Pôle 4 - Chambre 9 - B, 22 mai 2025 — 23/00331
Texte intégral
République française
Au nom du Peuple français
COUR D'APPEL DE PARIS
Pôle 4 - Chambre 9 - B
ARRÊT DU 22 MAI 2025
(n° , 4 pages)
Numéro d'inscription au répertoire général : S N° RG 23/00331 - N° Portalis 35L7-V-B7H-CIU7C
Décision déférée à la Cour : jugement rendu le 16 novembre 2023 par le tribunal judiciaire de Melun - RG n° 23/03343
APPELANTS
Monsieur [L] [W]
[Adresse 3]
[Localité 9]
comparant en personne
Madame [J] [T] épouse [W]
[Adresse 3]
[Localité 9]
comparante en personne
INTIMÉS
Madame [H] [N] née [C]
CCAS de [Adresse 14]
[Adresse 19]
[Localité 11]
[Localité 10]
non comparante
[13]
[Adresse 6]
[Localité 7]
non comparante
[15]
Chez [12]
[Adresse 16]
[Localité 5]
non comparante
SIP [Localité 18]
[Adresse 2]
[Localité 8]
non comparante
SFR FIXE ET ADSL CHEZ [17]
[Adresse 20]
[Adresse 1]
[Adresse 1]
[Localité 4]
non comparante
COMPOSITION DE LA COUR :
En application des dispositions de l'article 945-1 du code de procédure civile, l'affaire a été débattue le 25 mars 2025, en audience publique, les parties ne s'y étant pas opposées, devant Madame Laurence ARBELLOT, conseillère chargée du rapport.

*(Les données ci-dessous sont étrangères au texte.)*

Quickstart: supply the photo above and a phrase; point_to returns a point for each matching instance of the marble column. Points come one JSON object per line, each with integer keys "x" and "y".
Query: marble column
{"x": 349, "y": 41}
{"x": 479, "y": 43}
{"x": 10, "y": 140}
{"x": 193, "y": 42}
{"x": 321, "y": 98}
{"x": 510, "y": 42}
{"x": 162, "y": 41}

Ce magistrat a rendu compte des plaidoiries dans le délibéré de la Cour, composée de :
Madame Muriel DURAND, présidente
Madame Laurence ARBELLOT, conseillère
Madame Sophie COULIBEUF, conseillère
Greffière : Madame Apinajaa THEVARANJAN, lors des débats
ARRÊT :
- réputé contradictoire
- prononcé publiquement par mise à disposition au greffe de la Cour, les parties en ayant été préalablement avisées dans les conditions prévues au deuxième alinéa de l'article 450 du code de procédure civile.
- signé par Madame Muriel DURAND, présidente et par Madame Apinajaa THEVARANJAN, greffière, à laquelle la minute de la décision a été remise par le magistrat signataire.
***
FAITS, PROCÉDURE ET PRÉTENTIONS DES PARTIES
Mme [H] [C] épouse [N] a saisi la commission de surendettement des particuliers de Seine-et-Marne, laquelle a déclaré recevable sa demande le 15 septembre 2022.
Par décision en date du 11 mai 2023, la commission a préconisé un plan de rééchelonnement des créances sur une durée de 84 mois, sans intérêt avec effacement partiel des dettes à l'issue des mesures.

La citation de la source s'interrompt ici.